Efficiently Computing Significant Terms in SQL
I doubt a SQL impl will be faster.The values for C and T are maintained ahead of time by Lucene.S is a simple count derived from the query results and I is looked up using O(1) data structures. The main cost are the many T lookups for each of the terms observed in the chosen field. Using min_doc_count typically helps drastically reduce the number of these lookups.

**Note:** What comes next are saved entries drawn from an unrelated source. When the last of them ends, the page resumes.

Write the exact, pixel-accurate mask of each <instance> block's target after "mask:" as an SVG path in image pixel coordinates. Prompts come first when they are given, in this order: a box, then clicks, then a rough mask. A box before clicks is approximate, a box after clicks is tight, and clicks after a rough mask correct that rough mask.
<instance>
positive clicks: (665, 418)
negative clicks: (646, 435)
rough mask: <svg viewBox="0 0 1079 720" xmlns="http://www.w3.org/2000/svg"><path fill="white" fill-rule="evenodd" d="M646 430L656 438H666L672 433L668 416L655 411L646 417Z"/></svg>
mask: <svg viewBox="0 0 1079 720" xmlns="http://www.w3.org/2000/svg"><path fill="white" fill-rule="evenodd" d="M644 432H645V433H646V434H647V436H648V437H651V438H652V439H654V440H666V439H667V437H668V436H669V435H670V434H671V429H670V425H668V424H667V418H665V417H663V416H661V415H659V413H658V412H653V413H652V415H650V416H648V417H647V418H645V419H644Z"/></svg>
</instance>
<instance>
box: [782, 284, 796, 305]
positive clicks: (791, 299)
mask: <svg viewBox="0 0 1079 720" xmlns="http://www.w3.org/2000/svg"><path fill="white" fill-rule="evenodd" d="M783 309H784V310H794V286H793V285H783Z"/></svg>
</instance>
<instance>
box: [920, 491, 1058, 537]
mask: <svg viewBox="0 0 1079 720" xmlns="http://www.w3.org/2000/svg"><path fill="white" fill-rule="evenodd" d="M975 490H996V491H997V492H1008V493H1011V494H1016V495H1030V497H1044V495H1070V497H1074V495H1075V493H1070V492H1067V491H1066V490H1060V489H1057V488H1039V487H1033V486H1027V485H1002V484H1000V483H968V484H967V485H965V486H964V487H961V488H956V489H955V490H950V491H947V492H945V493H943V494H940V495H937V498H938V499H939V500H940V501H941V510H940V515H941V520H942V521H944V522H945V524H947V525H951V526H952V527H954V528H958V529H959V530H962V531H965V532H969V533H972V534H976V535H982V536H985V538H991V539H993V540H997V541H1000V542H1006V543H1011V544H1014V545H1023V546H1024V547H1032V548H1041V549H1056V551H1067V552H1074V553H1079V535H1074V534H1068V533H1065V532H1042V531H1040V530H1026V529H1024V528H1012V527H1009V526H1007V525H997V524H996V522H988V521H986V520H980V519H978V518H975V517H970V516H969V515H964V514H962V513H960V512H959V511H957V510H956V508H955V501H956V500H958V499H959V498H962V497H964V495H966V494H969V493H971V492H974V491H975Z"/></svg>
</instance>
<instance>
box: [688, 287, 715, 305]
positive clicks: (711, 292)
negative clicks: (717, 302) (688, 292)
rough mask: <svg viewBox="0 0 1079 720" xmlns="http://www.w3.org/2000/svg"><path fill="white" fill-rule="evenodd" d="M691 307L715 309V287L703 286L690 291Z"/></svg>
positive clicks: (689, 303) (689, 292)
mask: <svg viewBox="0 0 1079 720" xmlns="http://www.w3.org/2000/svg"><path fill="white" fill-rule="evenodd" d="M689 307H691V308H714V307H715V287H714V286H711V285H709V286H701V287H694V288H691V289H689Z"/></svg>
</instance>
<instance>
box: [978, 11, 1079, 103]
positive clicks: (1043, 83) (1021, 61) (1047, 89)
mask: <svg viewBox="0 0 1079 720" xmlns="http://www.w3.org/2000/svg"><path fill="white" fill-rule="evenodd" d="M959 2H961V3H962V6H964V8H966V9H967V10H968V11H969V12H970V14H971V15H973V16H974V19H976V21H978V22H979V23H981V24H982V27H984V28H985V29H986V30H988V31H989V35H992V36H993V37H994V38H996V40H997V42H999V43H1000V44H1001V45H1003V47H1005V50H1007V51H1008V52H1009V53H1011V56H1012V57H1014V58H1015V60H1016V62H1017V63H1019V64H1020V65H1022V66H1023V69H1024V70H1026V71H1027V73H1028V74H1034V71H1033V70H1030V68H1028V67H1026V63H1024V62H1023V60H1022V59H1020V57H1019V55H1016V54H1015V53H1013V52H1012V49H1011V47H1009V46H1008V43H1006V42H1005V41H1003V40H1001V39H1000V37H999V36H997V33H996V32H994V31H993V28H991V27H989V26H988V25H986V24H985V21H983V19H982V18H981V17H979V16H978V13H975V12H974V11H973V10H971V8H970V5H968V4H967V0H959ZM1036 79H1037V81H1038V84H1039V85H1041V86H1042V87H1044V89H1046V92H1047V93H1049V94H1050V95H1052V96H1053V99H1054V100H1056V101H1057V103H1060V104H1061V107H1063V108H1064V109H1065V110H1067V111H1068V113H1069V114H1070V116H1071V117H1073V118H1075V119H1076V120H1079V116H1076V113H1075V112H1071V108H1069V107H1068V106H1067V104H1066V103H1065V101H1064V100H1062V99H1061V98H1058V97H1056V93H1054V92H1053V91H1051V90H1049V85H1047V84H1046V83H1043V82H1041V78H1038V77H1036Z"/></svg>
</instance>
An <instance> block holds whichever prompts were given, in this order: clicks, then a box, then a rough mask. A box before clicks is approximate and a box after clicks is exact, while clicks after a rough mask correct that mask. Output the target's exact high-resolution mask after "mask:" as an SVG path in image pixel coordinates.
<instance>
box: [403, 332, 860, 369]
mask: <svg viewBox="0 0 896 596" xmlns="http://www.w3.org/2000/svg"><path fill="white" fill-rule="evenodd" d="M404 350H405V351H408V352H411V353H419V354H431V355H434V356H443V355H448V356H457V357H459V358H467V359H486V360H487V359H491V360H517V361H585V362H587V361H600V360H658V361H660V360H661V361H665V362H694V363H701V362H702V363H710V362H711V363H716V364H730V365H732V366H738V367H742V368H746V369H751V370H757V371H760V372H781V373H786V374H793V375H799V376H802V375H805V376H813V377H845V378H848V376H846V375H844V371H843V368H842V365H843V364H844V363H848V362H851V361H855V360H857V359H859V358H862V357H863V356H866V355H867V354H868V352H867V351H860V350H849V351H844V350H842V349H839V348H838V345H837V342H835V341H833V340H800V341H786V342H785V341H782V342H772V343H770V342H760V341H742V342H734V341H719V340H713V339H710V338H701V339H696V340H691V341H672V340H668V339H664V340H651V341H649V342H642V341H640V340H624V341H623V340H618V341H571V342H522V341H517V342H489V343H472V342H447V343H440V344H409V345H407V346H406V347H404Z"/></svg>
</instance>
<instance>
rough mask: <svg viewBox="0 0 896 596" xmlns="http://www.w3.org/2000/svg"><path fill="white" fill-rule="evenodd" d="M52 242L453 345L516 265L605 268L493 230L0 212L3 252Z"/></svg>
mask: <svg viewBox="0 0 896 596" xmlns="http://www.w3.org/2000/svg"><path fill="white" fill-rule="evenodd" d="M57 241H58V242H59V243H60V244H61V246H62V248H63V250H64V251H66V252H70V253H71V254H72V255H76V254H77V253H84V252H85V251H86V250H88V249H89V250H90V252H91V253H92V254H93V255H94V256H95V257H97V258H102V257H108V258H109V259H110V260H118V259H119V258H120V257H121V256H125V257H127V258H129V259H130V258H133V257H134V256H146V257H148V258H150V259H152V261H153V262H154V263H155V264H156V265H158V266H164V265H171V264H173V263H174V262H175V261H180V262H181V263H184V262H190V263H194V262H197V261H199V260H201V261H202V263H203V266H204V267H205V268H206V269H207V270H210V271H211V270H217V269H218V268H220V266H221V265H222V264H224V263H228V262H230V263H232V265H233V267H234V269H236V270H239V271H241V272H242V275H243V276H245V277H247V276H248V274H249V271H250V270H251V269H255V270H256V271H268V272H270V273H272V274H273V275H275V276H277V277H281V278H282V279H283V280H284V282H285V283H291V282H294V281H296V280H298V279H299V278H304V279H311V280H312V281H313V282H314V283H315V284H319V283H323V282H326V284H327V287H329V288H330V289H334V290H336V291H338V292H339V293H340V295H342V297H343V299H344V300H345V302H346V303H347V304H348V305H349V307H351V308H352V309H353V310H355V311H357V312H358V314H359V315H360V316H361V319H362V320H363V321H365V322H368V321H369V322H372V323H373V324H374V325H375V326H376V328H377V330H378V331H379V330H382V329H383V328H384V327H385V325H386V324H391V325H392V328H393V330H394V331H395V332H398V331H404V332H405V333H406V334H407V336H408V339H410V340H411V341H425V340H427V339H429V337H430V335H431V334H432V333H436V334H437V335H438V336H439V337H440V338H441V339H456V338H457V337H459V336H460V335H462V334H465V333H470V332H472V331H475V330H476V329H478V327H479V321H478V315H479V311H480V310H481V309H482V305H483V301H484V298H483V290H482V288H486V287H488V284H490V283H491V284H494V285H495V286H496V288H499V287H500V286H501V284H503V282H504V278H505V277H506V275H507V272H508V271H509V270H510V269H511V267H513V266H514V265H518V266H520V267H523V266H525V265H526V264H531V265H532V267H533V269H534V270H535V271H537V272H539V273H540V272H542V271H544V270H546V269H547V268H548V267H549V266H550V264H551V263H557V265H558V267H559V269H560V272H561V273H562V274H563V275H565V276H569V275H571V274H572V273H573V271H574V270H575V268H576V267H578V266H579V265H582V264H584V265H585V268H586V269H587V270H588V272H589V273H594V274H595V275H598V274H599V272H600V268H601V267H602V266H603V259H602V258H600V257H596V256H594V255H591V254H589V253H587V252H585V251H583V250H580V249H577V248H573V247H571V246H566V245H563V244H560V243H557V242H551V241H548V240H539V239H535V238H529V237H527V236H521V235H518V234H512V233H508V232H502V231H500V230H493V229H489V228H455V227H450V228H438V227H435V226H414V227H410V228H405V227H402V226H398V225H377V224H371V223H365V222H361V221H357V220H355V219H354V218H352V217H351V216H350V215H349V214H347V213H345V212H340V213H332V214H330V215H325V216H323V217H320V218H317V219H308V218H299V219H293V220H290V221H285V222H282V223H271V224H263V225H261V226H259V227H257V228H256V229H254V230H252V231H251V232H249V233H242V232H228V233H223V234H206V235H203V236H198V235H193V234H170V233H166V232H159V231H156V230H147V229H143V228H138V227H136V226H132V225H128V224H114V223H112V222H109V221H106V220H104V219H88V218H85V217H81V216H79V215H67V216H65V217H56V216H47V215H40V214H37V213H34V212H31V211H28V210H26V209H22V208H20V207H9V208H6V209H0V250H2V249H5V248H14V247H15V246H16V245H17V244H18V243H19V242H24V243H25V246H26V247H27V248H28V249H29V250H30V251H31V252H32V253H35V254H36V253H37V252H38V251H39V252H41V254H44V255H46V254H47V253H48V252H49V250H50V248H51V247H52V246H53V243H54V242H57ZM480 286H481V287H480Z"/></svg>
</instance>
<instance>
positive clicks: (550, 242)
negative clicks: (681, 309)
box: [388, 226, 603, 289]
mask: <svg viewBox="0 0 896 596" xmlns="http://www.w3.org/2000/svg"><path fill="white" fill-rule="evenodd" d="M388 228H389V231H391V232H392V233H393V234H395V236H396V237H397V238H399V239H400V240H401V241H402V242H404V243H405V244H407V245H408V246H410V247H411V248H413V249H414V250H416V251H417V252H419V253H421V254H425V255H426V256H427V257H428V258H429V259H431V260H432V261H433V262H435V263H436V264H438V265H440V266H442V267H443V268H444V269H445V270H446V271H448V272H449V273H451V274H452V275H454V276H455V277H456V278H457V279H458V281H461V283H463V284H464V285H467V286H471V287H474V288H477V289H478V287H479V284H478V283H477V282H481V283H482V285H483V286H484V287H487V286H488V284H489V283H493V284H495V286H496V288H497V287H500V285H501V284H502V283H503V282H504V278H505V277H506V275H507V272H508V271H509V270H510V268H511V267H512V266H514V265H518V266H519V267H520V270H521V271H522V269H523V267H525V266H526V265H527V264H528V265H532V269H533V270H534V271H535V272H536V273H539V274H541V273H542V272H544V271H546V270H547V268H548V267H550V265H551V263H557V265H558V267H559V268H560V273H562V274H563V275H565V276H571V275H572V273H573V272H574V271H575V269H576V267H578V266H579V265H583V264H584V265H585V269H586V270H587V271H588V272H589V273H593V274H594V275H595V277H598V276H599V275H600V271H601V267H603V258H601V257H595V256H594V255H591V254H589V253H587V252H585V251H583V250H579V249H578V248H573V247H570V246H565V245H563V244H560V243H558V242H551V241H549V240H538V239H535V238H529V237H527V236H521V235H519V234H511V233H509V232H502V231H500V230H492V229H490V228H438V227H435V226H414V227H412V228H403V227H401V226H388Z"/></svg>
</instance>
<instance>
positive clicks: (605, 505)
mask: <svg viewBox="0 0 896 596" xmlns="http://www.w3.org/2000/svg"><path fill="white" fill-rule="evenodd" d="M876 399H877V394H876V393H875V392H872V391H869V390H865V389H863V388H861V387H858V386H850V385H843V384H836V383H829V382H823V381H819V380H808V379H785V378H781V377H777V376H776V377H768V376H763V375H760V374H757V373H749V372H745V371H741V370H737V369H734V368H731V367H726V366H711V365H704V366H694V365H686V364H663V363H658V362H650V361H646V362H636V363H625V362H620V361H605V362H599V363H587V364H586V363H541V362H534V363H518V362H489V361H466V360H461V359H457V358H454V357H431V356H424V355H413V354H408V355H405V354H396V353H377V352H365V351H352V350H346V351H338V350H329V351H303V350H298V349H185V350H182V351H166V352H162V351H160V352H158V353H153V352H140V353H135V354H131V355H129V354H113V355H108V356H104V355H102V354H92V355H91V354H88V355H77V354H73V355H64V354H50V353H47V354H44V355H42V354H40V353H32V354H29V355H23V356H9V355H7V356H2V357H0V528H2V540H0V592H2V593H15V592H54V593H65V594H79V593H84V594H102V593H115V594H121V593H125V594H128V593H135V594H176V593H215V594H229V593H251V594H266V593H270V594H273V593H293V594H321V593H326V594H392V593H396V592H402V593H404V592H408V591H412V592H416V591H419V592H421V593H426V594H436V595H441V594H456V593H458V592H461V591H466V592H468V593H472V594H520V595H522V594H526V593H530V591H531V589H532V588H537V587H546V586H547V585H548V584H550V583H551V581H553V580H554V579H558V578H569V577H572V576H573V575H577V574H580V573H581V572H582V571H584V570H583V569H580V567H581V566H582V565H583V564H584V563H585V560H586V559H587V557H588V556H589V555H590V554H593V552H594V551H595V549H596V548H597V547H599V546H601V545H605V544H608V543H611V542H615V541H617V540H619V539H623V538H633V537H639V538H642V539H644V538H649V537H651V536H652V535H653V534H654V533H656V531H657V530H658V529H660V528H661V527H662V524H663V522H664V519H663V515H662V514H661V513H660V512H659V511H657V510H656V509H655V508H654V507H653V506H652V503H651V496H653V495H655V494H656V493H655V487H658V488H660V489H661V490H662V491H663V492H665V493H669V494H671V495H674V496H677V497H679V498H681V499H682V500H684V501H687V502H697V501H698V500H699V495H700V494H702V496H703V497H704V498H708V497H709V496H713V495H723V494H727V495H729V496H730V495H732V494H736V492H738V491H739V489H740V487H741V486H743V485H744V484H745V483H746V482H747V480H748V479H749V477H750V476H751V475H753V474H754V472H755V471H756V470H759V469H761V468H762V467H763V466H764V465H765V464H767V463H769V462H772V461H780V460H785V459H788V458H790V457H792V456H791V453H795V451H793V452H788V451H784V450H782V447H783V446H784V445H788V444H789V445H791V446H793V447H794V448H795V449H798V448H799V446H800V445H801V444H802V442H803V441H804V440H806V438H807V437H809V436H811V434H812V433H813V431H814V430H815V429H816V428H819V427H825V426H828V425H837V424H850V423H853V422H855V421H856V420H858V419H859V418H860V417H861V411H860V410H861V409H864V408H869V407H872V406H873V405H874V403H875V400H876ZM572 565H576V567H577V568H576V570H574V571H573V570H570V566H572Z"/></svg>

For practical reasons (the sheer amount of data I have and huge ElasticSearch memory requirements
Have you looked into using doc values to manage elasticsearch memory better? See https://www.elastic.co/blog/support-in-the-wild-my-biggest-elasticsearch-problem-at-scale
An efficient solution is possible for the case when the foreground set is small enough. Then you can afford processing all documents in the foreground set.
Collect the set {Xk} of all terms occurring in the foreground set for the chosen field, as well as their frequencies {fk} in the foreground set.
For each Xk
- Calculate the significance of Xk as (fk - Fk) * (fk / Fk), where Fk=Tk/C is the frequency of Xk in the background set.
Select the terms with the highest significance values.
However, due to the simplicity of this approach, I wonder if ElasticSearch already contains that optimization. If it doesn't - then it very soon will!